A number of different bulking agents are available and there is no evidence that one is more beneficial than another. This is less invasive than other surgical treatments for stress incontinence in women as it does not usually require any incisions. Instead, the substances are normally injected through a cystoscope (thin viewing tube) inserted directly into the urethra.
However, this procedure is generally less effective than the other options available. The effectiveness of the bulking agents will also reduce with time and you may need repeated injections.
Many women experience a slight burning sensation or bleeding when they pass urine for a short period after the bulking agents are injected.
Botulinum toxin A (Botox) can be injected into the sides of your bladder to treat urge incontinence and overactive bladder syndrome (OAB). This medication can sometimes help relieve these problems by relaxing your bladder. This effect can last for several months and the injections can be repeated if they help.
Although the symptoms of incontinence may improve after the injections, you may find it difficult to fully empty your bladder. If this happens, you will need to be taught how to insert a catheter (a thin, flexible tube) into your urethra to drain the urine from your bladder.
The sacral nerves are located at the bottom of your back. They carry signals from your brain to some of the muscles used when you go to the toilet, such as the detrusor muscle that surrounds the bladder. If your urge incontinence is the result of your detrusor muscles contracting too often, sacral nerve stimulation – also known as sacral neuromodulation – may be recommended.
During this operation, a device is inserted near one of your sacral nerves, usually in one of your buttocks. An electrical current is sent from this device into the sacral nerve. This should improve the way signals are sent between your brain and your detrusor muscles, and so reduce your urges to urinate.
Sacral nerve stimulation can be painful and uncomfortable, but some people report a substantial improvement in their symptoms or the end of their incontinence completely.
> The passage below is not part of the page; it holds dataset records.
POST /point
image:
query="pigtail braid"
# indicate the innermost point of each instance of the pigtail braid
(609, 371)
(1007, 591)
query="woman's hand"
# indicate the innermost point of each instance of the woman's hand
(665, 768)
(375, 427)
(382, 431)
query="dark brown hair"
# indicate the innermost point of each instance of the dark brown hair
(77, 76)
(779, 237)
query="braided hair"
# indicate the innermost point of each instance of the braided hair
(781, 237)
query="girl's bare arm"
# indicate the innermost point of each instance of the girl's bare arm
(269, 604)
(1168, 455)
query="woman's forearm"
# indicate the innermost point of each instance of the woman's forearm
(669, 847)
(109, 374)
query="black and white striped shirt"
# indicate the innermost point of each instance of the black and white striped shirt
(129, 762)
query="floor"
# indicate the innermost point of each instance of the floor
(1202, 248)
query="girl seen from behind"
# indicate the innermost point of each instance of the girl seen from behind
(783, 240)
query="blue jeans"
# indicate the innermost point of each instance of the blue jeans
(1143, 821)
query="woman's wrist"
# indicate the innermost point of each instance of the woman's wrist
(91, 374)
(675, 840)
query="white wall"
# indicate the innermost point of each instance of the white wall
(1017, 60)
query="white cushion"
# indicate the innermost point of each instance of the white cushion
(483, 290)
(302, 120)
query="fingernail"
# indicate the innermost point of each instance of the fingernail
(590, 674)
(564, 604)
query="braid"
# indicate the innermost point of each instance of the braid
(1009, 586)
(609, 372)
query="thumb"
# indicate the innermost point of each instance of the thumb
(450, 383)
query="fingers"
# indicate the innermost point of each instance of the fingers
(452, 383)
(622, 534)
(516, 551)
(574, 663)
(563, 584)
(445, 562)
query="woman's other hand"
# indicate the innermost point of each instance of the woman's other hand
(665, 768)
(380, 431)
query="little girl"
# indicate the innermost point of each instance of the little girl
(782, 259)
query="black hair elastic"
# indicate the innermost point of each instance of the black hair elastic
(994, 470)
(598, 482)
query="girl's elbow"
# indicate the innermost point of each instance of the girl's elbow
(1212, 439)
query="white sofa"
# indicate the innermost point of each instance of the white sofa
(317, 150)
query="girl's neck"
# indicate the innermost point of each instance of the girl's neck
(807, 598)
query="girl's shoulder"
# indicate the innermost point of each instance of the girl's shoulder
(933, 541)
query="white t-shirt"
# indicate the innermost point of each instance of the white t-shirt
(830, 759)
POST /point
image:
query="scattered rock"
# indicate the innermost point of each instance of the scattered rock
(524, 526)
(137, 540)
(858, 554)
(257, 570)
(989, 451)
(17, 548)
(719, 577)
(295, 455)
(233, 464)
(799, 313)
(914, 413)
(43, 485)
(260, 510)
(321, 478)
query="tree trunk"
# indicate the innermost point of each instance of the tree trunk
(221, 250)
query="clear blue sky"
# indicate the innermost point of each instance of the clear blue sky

Your posterior tibial nerve runs down your leg to your ankle. It contains nerve fibres that start from the same place as nerves that run to your bladder and pelvic floor. It is thought that stimulating the tibial nerve will affect these other nerves and help control bladder symptoms, such as the urge to pass urine.
During the procedure, a very thin needle is inserted through the skin of your ankle and a mild electric current is sent through it, causing a tingling feeling and causing your foot to move. You may need 12 sessions of stimulation, each lasting around half an hour, one week apart.
Some studies have shown that this treatment can offer relief from OAB and urge incontinence for some people, although there is not yet enough evidence to recommend tibial nerve stimulation as a routine treatment.
Tibial nerve stimulation is only recommended in a few cases where urge incontinence has not improved with medication and you don’t want to have botulinum toxin A injections or sacral nerve stimulation.
In rare cases, a procedure known as augmentation cystoplasty may be recommended to treat urge incontinence. This procedure involves making your bladder bigger by adding a piece of tissue from your intestine (part of the digestive system) into the bladder wall.
After the procedure, you may not be able to pass urine normally and you may need to use a catheter. Due to this, augmentation cystoplasty will only be considered if you are willing to use a catheter.
The difficulties passing urine can also mean that people who have augmentation cystoplasty can experience recurrent urinary tract infections.
Urinary diversion is a procedure where the ureters (the tubes that lead from your kidneys to your bladder) are redirected to the outside of your body. The urine is then collected directly without it flowing into your bladder. Urinary diversion should only be carried out if other treatments have been unsuccessful or are not suitable.
Urinary diversion can cause a number of complications, such as a bladder infection, and sometimes further surgery is needed to correct any problems that occur.